An R package for random-forest-empowered imputation of missing Data
RfEmpImp is an R package for multiple imputation using
chained random forests (RF).
This R package provides prediction-based and node-based multiple
imputation algorithms using random forests, and currently operates under
the multiple imputation computation framework mice.
For more details of the implemented imputation algorithms, please refer
to: arXiv:2004.14823
(further updates soon).
Users can install the CRAN version of RfEmpImp from
CRAN, or the latest development version of RfEmpImp from
GitHub:
# Install from CRAN
install.packages("RfEmpImp")
# Install from GitHub online
if(!"remotes" %in% installed.packages()) install.packages("remotes")
remotes::install_github("shangzhi-hong/RfEmpImp")
# Install from released source package
install.packages(path_to_source_file, repos = NULL, type = "source")
# Attach
library(RfEmpImp)For data with mixed types of variables, users can call function
imp.rfemp() to use RfEmp method, for using
RfPred.Emp method for continuous variables, and using
RfPred.Cate method for categorical variables (of type
logical or factor, etc.).
Starting with version 2.0.0, the names of parameters were
further simplified, please refer to the documentation for details.

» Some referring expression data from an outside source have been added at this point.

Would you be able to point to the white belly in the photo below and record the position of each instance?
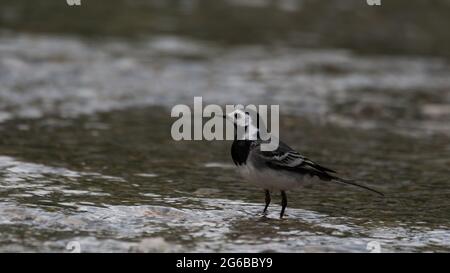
(273, 180)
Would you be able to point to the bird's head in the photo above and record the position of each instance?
(245, 121)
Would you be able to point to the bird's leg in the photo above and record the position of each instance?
(283, 203)
(267, 200)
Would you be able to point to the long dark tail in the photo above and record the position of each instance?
(351, 182)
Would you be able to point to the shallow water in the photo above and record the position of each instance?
(86, 153)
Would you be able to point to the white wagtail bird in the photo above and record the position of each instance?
(279, 170)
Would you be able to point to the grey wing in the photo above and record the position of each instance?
(286, 158)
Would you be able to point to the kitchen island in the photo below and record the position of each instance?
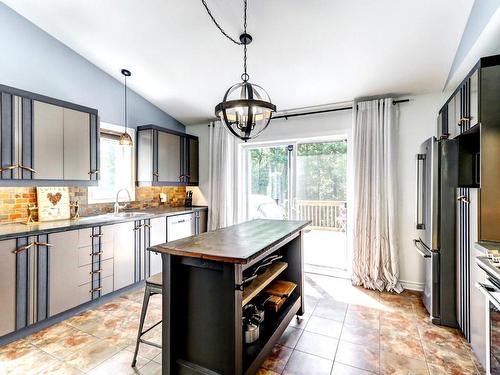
(205, 289)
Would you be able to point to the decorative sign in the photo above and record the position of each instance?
(53, 203)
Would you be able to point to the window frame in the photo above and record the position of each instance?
(108, 130)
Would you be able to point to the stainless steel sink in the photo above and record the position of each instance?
(126, 214)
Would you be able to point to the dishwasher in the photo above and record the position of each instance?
(180, 226)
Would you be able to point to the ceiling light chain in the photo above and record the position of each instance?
(219, 26)
(246, 108)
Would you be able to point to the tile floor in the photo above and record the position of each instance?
(346, 330)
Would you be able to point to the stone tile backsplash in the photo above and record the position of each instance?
(14, 201)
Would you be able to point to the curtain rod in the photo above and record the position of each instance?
(329, 110)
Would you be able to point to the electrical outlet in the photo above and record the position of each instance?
(163, 197)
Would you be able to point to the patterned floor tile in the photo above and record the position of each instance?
(92, 355)
(395, 364)
(341, 369)
(324, 326)
(360, 356)
(361, 335)
(307, 364)
(319, 345)
(278, 358)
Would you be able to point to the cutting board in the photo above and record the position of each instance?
(280, 288)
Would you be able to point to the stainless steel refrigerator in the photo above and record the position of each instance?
(437, 178)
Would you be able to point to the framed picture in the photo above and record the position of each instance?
(53, 203)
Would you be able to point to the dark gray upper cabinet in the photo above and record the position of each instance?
(166, 157)
(46, 141)
(477, 119)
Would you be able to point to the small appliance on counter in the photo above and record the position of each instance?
(188, 202)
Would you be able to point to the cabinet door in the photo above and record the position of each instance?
(157, 236)
(7, 287)
(124, 255)
(477, 300)
(474, 98)
(66, 275)
(454, 116)
(169, 157)
(48, 140)
(76, 145)
(193, 163)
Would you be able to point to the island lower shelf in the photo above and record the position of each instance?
(257, 285)
(254, 354)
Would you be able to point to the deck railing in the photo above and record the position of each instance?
(325, 215)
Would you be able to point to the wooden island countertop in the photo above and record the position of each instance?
(239, 244)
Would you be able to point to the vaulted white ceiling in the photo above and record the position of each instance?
(304, 53)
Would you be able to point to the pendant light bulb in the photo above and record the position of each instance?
(125, 138)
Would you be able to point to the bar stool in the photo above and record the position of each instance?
(154, 285)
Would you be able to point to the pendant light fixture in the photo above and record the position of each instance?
(246, 108)
(125, 138)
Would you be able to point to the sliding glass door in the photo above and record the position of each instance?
(268, 176)
(304, 181)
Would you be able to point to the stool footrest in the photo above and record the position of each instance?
(150, 343)
(150, 328)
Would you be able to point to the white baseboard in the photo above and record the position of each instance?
(412, 285)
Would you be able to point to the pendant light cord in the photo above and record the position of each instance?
(219, 26)
(126, 122)
(245, 77)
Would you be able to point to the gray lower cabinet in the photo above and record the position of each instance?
(124, 272)
(7, 287)
(157, 235)
(69, 282)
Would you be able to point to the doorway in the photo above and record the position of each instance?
(304, 181)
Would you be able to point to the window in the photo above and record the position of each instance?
(116, 167)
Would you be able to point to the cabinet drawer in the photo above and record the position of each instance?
(107, 268)
(85, 236)
(107, 285)
(83, 275)
(85, 257)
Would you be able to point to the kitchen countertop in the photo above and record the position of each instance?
(15, 230)
(239, 243)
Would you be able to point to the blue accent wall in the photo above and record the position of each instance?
(32, 60)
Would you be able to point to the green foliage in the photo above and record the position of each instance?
(321, 171)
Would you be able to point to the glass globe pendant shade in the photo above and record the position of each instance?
(246, 110)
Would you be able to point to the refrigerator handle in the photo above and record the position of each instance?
(419, 199)
(423, 252)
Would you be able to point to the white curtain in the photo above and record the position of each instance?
(375, 243)
(222, 195)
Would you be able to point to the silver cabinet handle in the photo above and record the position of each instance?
(98, 253)
(14, 166)
(29, 246)
(486, 290)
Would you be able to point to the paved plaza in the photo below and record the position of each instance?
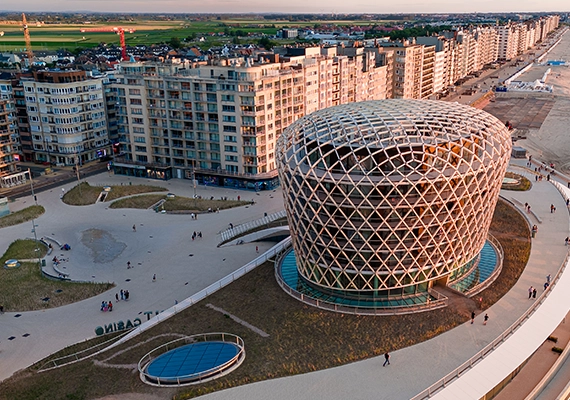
(162, 245)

For continuous variables, in RfPred.Emp method, the
empirical distribution of random forest’s out-of-bag prediction errors
is used when constructing the conditional distributions of the variable
under imputation, providing conditional distributions with better
quality. Users can set method = "rfpred.emp" in function
call to mice to use it.
Also, in RfPred.Norm method, normality was assumed for
RF prediction errors, as proposed by Shah et al., and users can
set method = "rfpred.norm" in function call to
mice to use it.
For categorical variables, in RfPred.Cate method, the
probability machine theory is used, and the predictions of missing
categories are based on the predicted probabilities for each missing
observation. Users can set method = "rfpred.cate" in
function call to mice to use it.
# Prepare data
df <- conv.factor(nhanes, c("age", "hyp"))
# Do imputation
imp <- imp.rfemp(df)
# Do analyses
regObj <- with(imp, lm(chl ~ bmi + hyp))
# Pool analyzed results
poolObj <- pool(regObj)
# Extract estimates
res <- reg.ests(poolObj)For continuous or categorical variables, the observations under the
predicting nodes of random forest are used as candidates for
imputation.
Two methods are now available for the RfNode algorithm
series.
It should be noted that categorical variables should be of types of
logical or factor, etc.
Users can call function imp.rfnode.cond() to use
RfNode.Cond method, performing imputation using the
conditional distribution formed by the prediction nodes.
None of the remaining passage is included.